ECLI:NL:CRVB:2013:1947
Centrale Raad van Beroep
- Hoger beroep
- Rechtspraak.nl
Weigering van de minister om extra pensioenjaren in te kopen na ontslag van appellant
In deze zaak heeft de Centrale Raad van Beroep op 3 oktober 2013 uitspraak gedaan in het hoger beroep van appellant tegen de minister van Economische Zaken, Landbouw en Innovatie. Appellant, die tot 1 juli 2001 werkzaam was voor het Proefstation, heeft eervol ontslag gekregen en maakte gebruik van de FPU+ regeling. Hij verzocht om inkoop van twee extra pensioenjaren op basis van flankerend beleid, maar de minister weigerde dit, stellende dat het beleid niet op appellant van toepassing was. Appellant heeft hiertegen geen rechtsmiddelen aangewend. In 2009 verzocht appellant opnieuw om de extra pensioenopbouw, maar dit verzoek werd afgewezen. De rechtbank verklaarde het beroep tegen deze afwijzing ongegrond.

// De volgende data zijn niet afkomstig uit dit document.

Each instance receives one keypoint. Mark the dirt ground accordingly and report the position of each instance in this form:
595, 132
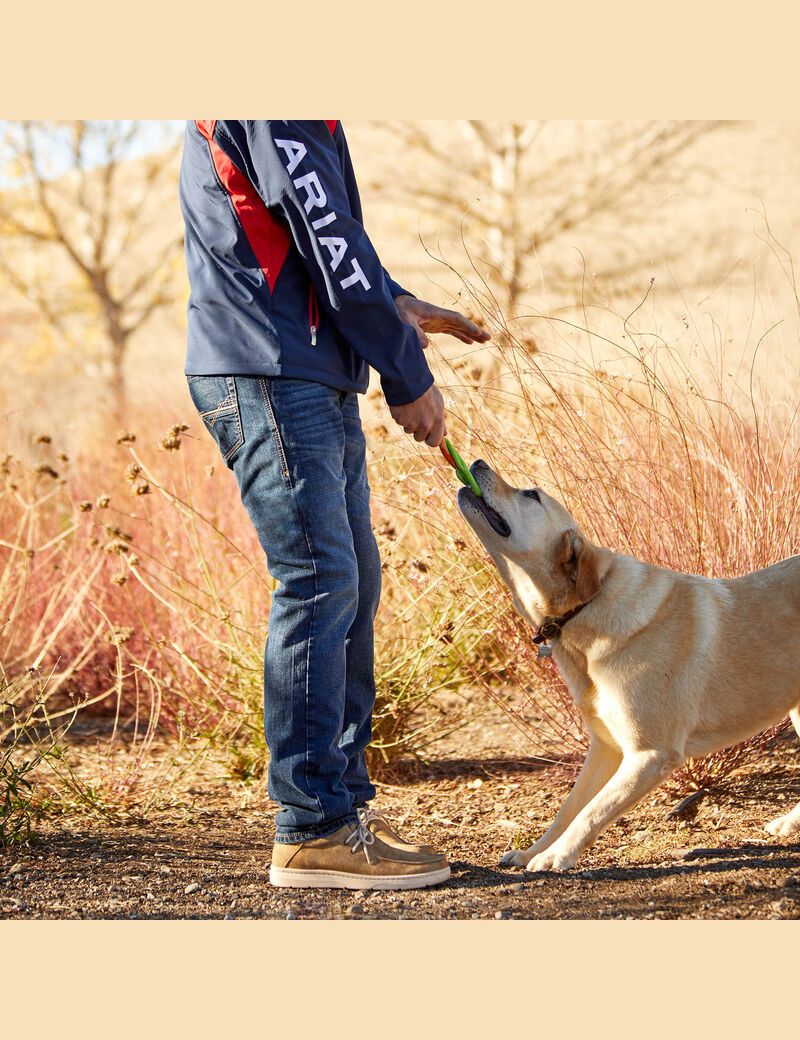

De Raad voor de Rechtspraak heeft in zijn overwegingen bevestigd dat er sprake was van een nieuw feit, maar dat dit niet leidde tot de verplichting voor de minister om de eerdere fout te herhalen. De Raad oordeelde dat de minister niet verplicht was om appellant alsnog de extra pensioenjaren toe te kennen, ondanks dat andere voormalige collega’s dit wel hadden gekregen zonder aanspraak. De Raad bevestigde de uitspraak van de rechtbank en oordeelde dat het hoger beroep van appellant niet slaagde. Er werd geen aanleiding gezien voor een proceskostenvergoeding.
De uitspraak werd gedaan door A. Beuker-Tilstra, in tegenwoordigheid van griffier S.K. Dekker, en werd openbaar uitgesproken op 3 oktober 2013.